Tara Schmidt, lead dietitian for the Mayo Clinic Diet, shares her thoughts on diet, diets and dietary advice

Transcript

JEREMY: Hello and welcome to another episode of Eat This Podcast with me, Jeremy Cherfas. One of the things I find deeply puzzling about the world of food is the sheer excess of advice on nutrition. For almost any given idea that some food or other is good, there's an excellent chance that you can find the exact opposite opinion in seconds. Butter will kill you. Seed oils will kill you. And it's as true for how you should eat as for what you should eat.

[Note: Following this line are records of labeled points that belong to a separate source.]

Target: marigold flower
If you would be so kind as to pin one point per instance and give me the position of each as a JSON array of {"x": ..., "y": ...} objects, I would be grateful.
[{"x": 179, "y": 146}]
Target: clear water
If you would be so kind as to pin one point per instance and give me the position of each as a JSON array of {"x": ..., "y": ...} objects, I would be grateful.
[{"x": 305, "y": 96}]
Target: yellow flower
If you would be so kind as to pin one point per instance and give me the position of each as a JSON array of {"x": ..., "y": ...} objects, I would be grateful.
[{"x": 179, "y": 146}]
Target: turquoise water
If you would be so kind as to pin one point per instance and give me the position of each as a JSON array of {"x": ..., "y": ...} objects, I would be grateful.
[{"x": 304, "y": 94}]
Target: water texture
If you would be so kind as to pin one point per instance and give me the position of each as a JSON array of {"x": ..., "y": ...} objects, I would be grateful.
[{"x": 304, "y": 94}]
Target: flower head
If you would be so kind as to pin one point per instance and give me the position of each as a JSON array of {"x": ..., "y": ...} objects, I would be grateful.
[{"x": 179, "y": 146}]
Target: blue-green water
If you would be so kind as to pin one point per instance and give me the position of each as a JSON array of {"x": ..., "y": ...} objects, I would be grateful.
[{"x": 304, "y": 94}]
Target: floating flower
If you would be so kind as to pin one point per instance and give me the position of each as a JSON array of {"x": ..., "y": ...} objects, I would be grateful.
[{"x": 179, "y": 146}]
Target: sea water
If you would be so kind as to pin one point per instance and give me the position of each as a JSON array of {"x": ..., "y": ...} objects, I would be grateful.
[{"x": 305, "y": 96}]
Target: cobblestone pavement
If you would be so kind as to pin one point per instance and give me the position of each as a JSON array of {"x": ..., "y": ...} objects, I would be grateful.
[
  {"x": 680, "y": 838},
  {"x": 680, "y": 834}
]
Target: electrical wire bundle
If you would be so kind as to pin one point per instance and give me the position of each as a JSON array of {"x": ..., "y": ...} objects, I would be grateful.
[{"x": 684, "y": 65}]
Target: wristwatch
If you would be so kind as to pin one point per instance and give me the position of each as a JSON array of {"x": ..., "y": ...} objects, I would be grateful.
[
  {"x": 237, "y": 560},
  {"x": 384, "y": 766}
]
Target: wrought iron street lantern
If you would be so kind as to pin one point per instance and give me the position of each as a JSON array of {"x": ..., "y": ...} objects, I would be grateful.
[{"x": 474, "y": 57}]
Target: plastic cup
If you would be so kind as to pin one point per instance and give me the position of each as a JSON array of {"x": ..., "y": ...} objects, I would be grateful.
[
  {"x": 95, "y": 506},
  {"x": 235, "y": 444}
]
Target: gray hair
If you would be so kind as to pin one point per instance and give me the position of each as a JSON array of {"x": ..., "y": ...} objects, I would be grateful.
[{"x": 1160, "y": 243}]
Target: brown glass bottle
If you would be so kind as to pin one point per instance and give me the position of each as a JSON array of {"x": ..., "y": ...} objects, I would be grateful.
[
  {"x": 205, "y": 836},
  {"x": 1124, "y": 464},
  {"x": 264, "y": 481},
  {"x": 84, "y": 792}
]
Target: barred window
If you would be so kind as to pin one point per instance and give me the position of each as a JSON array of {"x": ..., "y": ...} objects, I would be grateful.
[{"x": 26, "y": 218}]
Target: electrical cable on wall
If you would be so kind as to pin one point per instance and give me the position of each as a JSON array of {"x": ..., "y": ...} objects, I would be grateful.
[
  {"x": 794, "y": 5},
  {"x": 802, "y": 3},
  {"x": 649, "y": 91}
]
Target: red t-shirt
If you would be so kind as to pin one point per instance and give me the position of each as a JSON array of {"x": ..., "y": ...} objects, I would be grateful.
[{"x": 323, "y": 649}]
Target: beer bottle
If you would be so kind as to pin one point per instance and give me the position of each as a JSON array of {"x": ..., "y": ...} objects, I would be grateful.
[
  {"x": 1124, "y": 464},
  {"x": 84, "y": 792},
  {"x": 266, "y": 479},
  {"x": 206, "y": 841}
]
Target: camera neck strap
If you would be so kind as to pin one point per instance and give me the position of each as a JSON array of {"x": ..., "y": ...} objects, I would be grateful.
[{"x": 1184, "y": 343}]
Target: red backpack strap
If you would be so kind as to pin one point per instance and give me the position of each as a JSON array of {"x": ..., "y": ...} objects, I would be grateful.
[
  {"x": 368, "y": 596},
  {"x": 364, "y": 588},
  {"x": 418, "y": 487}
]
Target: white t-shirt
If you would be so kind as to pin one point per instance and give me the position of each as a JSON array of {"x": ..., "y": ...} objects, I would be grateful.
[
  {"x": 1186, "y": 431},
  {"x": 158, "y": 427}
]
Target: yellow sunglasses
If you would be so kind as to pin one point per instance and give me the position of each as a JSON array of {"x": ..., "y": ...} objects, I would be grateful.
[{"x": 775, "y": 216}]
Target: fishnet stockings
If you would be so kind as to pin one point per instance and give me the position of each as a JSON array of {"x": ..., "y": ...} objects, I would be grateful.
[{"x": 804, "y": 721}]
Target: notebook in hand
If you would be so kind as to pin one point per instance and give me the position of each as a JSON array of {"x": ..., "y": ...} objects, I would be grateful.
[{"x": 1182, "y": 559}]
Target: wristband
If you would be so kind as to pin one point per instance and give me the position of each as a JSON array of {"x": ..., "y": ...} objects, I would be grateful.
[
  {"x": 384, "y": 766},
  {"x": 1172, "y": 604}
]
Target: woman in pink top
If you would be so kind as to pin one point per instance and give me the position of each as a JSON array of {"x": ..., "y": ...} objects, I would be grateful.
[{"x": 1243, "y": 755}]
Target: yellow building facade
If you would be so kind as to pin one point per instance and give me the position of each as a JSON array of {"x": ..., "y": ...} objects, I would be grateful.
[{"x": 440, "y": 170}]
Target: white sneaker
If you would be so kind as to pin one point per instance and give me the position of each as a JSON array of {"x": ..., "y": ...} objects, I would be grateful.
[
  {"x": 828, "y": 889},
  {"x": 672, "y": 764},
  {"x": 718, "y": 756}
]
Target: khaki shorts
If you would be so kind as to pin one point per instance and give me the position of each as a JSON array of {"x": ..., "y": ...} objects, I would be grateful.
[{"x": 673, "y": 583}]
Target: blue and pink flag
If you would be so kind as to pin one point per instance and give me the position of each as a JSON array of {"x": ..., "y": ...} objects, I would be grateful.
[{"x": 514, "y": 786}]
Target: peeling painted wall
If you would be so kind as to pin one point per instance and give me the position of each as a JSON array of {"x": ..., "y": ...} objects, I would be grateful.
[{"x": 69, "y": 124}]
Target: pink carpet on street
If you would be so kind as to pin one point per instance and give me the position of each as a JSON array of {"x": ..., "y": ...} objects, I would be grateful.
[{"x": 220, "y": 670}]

Fast for 16 hours a day, or eat six small meals a day. You know the kind of thing. It seems that anybody can say almost anything they like when it comes to diet, nutrition and advice. And that's despite the fact that in many places around the world, it's actually illegal to give nutritional advice if you're not officially qualified. That's why I welcomed the chance to talk to Tara Schmidt, a registered dietitian at the Mayo Clinic in Rochester,

Minnesota. She's the host of the Mayo Clinic's podcast On Nutrition. I took the opportunity to quiz Tara Schmidt about the long training she had to go through to become a registered dietitian -- bachelors, masters, internship, board exams. And I wondered how she felt about all that conflicting advice. TARA: Here's the analogy that I give. My husband is a financial advisor, so he has a degree in finance.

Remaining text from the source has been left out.